INTEC: Enormer Flächenzuwachs nach Standortwechsel Erwartungen weit übertroffen

Zukunftskonferenz Maschinenbau demonstriert Sachsens Stärke

(PresseBox) ( Leipzig, )
Zuliefermesse und INTEC avancieren zum internationalsten und ausstellerstärksten Fachmessen-Verbund der Leipziger Messe. Etwa 900 Aussteller, davon etwa ein Viertel ausländischer Herkunft, werden vom 14. bis 16. März 2007 auf dem Gelände sein.

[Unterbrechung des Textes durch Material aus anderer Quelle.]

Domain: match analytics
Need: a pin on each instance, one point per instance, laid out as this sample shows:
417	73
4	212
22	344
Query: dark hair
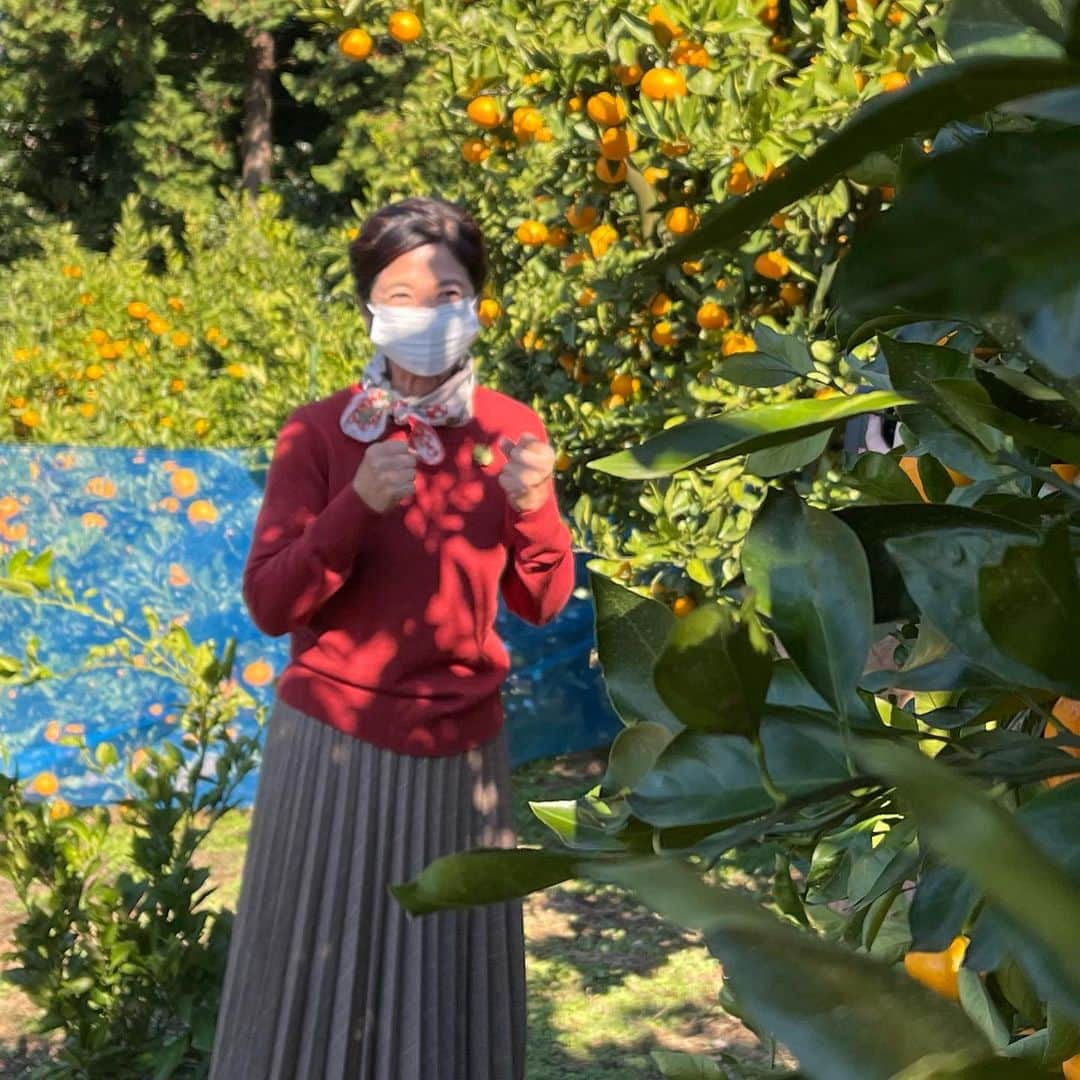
397	228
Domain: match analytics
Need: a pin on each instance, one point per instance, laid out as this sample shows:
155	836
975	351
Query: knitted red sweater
392	615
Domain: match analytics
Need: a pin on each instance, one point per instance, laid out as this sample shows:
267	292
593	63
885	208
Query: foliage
103	100
207	338
118	947
909	743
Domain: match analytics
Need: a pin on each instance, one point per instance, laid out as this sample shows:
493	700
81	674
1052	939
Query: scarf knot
449	404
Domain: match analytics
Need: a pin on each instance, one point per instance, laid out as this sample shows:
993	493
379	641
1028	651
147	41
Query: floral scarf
450	403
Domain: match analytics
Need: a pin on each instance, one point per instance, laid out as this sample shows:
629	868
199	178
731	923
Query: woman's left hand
524	477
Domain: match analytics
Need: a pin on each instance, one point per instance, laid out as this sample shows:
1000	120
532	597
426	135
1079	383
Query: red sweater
392	616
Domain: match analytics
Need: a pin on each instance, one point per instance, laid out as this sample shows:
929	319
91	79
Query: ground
608	980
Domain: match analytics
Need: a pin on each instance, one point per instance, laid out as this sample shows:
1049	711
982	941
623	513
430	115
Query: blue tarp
171	529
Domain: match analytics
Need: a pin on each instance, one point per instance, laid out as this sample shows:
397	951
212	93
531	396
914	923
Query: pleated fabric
327	976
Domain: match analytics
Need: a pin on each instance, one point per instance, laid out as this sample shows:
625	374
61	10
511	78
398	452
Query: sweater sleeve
539	576
305	541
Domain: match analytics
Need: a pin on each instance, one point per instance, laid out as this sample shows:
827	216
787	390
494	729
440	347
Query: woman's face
424	277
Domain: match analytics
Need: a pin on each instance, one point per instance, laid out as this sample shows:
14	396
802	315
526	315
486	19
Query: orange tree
890	694
585	138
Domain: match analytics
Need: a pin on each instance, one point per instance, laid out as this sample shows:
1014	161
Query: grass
608	979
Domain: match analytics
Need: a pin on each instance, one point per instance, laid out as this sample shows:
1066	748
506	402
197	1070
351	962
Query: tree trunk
258	109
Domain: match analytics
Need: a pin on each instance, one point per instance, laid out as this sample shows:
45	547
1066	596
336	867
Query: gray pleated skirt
328	977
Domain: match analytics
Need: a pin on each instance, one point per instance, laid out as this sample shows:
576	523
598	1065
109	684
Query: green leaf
820	999
577	824
483	876
976	1002
944	900
732	434
949	92
756	369
954	1067
714	672
918	370
972	833
1012	248
631	633
941	571
703	778
876	525
780	460
1029	605
1004	27
879	480
633	753
811	578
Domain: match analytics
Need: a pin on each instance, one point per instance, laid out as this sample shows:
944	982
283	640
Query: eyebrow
405	284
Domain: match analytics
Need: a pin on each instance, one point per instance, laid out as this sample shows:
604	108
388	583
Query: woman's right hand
387	475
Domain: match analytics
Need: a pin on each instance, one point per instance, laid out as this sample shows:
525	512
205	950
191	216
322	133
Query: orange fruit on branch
618	144
355	43
664	28
404	26
772	265
1066	713
601	239
531	233
475	150
1067	473
484	111
712	316
662	84
680	220
939	970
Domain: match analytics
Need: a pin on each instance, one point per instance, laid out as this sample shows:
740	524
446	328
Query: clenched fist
524	477
387	475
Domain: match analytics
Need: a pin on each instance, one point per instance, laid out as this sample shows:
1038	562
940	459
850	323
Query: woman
395	511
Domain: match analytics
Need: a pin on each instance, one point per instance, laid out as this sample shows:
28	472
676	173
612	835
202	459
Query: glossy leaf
821	1000
483	876
714	672
1004	27
633	753
1029	605
631	632
941	571
948	92
703	778
1014	245
779	460
732	434
810	577
963	826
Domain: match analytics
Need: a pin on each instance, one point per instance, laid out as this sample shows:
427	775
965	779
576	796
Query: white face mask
424	340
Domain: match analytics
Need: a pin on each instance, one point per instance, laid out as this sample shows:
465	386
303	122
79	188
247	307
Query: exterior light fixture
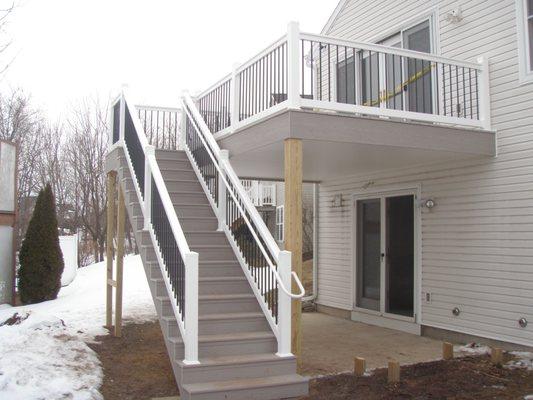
428	203
336	201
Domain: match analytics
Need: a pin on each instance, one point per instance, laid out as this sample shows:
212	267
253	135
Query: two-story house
415	118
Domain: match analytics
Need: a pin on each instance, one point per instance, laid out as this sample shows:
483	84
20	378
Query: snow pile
43	354
523	360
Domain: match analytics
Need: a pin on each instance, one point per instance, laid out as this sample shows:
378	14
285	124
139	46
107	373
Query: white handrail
229	171
256	218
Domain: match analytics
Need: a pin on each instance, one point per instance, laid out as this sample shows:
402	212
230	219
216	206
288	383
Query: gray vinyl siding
476	244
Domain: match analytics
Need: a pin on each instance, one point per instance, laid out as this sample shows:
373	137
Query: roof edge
333	17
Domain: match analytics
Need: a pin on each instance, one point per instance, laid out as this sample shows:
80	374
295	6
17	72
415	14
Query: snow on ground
43	351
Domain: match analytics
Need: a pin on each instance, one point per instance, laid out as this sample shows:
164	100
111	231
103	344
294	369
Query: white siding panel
477	251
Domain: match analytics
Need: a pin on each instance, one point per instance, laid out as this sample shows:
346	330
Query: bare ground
136	366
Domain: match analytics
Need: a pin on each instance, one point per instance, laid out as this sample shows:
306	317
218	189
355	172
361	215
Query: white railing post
191	308
149	152
293	60
484	92
234	96
285	305
224	156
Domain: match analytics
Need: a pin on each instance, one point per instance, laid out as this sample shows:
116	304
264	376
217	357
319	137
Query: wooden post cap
394	372
359	366
447	351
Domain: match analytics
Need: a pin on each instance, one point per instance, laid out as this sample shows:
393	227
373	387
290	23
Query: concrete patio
329	345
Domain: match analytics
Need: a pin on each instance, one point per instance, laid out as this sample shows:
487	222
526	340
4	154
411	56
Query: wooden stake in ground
394	372
293	229
447	351
121	221
496	356
359	366
111	179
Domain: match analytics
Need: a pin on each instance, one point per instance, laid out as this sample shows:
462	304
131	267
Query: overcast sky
69	49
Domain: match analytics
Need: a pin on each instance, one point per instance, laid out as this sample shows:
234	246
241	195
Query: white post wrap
234	96
149	152
224	156
285	305
484	92
122	118
293	64
191	308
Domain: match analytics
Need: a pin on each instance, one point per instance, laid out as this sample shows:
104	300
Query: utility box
8	207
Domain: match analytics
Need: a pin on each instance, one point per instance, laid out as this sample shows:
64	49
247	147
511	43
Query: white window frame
525	66
280	223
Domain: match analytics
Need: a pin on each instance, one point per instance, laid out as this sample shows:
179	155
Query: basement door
385	248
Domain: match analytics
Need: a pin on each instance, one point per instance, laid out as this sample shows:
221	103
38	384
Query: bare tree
85	152
21	124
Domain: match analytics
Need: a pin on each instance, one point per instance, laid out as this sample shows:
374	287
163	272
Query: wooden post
496	356
121	219
111	183
394	372
359	366
293	230
447	351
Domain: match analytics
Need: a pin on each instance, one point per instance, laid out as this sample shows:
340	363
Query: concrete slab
330	344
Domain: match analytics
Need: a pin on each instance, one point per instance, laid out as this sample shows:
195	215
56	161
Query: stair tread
248	383
224	278
226	296
240	359
238	315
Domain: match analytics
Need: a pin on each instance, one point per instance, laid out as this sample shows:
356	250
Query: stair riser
294	390
220	270
215	254
238	371
188	198
228	306
187	186
199	210
192	225
224	287
179	175
228	348
170	165
213	327
170	155
204	238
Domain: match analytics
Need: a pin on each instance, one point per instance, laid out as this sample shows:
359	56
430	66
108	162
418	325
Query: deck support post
293	229
110	234
121	220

Bereits jetzt herrscht große Zufriedenheit bei dem INTEC-Veranstalter, dem Messemanagement Balke + Kaiser: „Wir hatten schon im November einen Super-Anmeldestand erreicht, der unsere Erwartungen weit überstieg“, berichtet Geschäftsführerin Elke Kaiser: „Mit nahezu 9.000 Quadratmetern Nettofläche ist die Halle zu 80 Prozent ausgebucht und die Vorjahresfläche von 7.000 Quadratmetern schon über­troffen. Besonders freuen wir uns darüber, dass die großen Chemnitzer Maschinenbauer fast alle dabei sind - und das mit größeren Flächen.“

Dr. Deliane Träber, Geschäftsbereichsleiterin der Leipziger Messe, kommentiert: „Mit der Premiere des Messe-Doppels aus Zuliefermesse und INTEC etabliert die Leipziger Messe im März 2007 ein Branchen-Event, das mit seinem Angebot in Deutschland einzigartig ist.“ Auf der „Z“ wird die Palette der industriellen Zulieferleistungen für den Fahrzeug-, Maschinen- und Anlagenbau ausgestellt. Das Angebot der INTEC dominieren Werkzeug- und Sondermaschinen. „Die beiden Messen befruchten sich gegenseitig. Der Maschinenbau braucht Zulieferteile, die Zulieferer Maschinen. Aussteller wie Besucher können mit dem Messedoppel die Potenziale beider Veranstaltungen optimal nutzen“, sagt Wolfgang Marzin, Vorsitzender der Geschäftsführung der Leipziger Messe.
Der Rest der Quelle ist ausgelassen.